Some delvers into comedy tell us that man laughs most derisively at the follies of his neighbors. This, they contend, is the cackle of a mean emotion, unworthy of civilized people. I have not found it so.
From my long observation of moviegoers, I am sure that the great mass of Americans, at least, are laughing most heartily at their own foibles when they seem to be howling loudest at the mistakes of others.
To me, that seems wonderful. It commands a high respect for the power and the value of humor. The laughter of common appreciation has much compassion in it.
If farce, slapstick and travesty jibe at our follies and seem sometimes rather heartless, there are other kinds of merriment less caustic, more gentle but equally potent.

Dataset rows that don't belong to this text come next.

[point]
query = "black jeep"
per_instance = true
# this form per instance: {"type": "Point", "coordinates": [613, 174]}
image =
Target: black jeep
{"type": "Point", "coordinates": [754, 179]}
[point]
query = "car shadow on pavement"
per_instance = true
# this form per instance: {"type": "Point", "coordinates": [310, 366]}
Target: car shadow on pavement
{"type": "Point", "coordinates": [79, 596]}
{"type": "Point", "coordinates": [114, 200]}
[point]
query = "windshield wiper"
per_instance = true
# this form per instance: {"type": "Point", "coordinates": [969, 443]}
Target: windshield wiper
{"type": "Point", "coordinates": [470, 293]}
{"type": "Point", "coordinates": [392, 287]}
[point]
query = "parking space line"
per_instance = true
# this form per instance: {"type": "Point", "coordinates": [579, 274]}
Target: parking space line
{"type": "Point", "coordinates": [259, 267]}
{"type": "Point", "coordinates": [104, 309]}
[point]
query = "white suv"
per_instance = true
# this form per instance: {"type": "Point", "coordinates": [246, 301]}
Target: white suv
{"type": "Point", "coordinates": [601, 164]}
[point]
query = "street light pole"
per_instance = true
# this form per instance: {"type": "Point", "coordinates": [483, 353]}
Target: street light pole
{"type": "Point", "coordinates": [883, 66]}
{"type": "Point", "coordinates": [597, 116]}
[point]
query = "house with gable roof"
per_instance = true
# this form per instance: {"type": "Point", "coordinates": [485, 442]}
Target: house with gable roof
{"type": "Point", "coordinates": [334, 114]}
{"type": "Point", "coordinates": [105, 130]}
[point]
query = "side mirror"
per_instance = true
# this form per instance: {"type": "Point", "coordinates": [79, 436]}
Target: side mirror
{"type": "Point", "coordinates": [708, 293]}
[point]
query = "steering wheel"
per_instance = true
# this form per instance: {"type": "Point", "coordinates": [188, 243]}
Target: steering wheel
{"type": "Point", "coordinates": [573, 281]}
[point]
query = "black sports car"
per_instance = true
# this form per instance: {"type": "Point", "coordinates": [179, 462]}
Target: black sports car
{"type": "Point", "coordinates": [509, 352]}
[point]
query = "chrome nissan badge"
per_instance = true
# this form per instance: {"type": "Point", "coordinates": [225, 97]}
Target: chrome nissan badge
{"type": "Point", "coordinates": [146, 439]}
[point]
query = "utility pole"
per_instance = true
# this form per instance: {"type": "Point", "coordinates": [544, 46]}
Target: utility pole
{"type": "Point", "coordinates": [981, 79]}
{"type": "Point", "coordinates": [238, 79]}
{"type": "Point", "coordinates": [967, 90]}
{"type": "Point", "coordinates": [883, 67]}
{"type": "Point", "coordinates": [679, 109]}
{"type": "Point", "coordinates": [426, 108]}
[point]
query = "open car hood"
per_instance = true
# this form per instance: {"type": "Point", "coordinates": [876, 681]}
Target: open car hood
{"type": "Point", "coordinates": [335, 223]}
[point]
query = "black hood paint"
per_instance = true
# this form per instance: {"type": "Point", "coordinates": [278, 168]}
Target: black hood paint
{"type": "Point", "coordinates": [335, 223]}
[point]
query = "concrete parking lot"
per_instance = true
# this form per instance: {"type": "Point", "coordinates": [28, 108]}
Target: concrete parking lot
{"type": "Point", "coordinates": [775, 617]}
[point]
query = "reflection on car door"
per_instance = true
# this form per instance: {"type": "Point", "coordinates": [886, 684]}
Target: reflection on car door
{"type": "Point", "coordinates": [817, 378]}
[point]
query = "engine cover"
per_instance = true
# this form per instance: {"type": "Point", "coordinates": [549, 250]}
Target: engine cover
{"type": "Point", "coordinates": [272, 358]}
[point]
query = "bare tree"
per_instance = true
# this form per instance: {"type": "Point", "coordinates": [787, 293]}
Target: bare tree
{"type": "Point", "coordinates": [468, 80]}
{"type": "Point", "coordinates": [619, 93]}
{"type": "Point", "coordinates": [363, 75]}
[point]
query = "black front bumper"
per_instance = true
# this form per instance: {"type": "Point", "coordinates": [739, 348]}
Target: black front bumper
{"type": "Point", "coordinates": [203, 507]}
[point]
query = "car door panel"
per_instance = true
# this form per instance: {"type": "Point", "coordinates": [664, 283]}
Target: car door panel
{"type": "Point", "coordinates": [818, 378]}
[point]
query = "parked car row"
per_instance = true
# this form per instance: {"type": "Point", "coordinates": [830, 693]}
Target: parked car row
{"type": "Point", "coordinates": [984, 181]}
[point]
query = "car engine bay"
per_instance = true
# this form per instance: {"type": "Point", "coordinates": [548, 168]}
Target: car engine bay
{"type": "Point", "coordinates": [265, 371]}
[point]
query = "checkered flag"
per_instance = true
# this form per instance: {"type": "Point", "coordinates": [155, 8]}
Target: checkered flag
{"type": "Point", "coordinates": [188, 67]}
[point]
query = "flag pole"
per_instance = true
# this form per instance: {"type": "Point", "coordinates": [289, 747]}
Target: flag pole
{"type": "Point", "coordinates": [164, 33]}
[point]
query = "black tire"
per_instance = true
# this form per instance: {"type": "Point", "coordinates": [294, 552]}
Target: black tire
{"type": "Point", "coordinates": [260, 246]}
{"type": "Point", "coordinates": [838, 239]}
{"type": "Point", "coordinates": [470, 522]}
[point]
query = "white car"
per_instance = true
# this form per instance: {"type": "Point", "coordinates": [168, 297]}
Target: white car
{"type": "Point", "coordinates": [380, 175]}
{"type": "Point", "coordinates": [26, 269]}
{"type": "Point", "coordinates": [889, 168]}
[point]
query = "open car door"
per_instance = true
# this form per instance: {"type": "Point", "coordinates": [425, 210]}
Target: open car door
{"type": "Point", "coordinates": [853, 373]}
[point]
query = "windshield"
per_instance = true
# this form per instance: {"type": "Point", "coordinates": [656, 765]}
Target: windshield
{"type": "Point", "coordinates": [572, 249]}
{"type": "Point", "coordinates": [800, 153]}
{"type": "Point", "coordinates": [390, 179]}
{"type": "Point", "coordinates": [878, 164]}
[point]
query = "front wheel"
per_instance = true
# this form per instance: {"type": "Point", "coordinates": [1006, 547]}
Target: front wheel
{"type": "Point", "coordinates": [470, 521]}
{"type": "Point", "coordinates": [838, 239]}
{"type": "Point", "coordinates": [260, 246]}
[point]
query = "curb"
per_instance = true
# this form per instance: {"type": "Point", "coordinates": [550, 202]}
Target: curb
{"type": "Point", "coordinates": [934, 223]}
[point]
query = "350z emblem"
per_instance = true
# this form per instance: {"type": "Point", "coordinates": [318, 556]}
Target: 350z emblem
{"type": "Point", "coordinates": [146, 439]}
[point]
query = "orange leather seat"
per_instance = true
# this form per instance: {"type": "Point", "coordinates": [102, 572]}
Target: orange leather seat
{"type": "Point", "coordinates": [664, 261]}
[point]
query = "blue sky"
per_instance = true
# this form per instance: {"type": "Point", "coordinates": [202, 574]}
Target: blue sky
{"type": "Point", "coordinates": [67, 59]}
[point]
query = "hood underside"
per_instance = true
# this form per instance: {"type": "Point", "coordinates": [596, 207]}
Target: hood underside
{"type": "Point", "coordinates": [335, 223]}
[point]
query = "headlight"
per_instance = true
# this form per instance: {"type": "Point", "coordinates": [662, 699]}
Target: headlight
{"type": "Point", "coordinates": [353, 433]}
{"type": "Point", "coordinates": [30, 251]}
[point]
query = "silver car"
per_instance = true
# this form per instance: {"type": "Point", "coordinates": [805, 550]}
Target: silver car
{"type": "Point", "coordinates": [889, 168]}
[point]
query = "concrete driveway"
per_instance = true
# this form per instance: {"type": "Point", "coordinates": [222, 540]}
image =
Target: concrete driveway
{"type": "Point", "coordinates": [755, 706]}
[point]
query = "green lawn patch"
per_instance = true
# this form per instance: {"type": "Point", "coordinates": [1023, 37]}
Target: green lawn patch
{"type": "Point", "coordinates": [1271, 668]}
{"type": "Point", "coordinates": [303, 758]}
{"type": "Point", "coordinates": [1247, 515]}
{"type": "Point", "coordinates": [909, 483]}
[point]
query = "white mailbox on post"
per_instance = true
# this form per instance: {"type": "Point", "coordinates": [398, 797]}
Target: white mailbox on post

Human misfortune, no matter how ridiculous it may seem, cannot be shown in excessive degree in the name of amusement. For there cannot be laughter at genuine misery, except by the most cruel of men—and the most savage of races.
The study of wildlife in our nature pictures has indicated a vital purpose in basic humor, especially the kind of fun which deals with the mockery of imperfection.
The instinct for comedy, I have come to believe, operating in the animal kingdom as in human nature, is part of the mechanism for survival. By its very nature, derision of faulty behavior sets up standards of approved conduct. Whoever obeys them lives longest and most comfortably.
In politics, in public affairs, we long ago learned that the wrongdoer, the misfit, the malfeasant, can be curbed with the lash of laughter better than any other weapon. There we see it operating as a potent means of social and democratic survival.
Lightly though we may regard it, laughter is a priceless coin in human traffic and international exchange.
I think it is not extravagant to say, finally, that people—even nations—leave characteristic impressions and are judged by what they laugh at and with—and what they do not laugh at.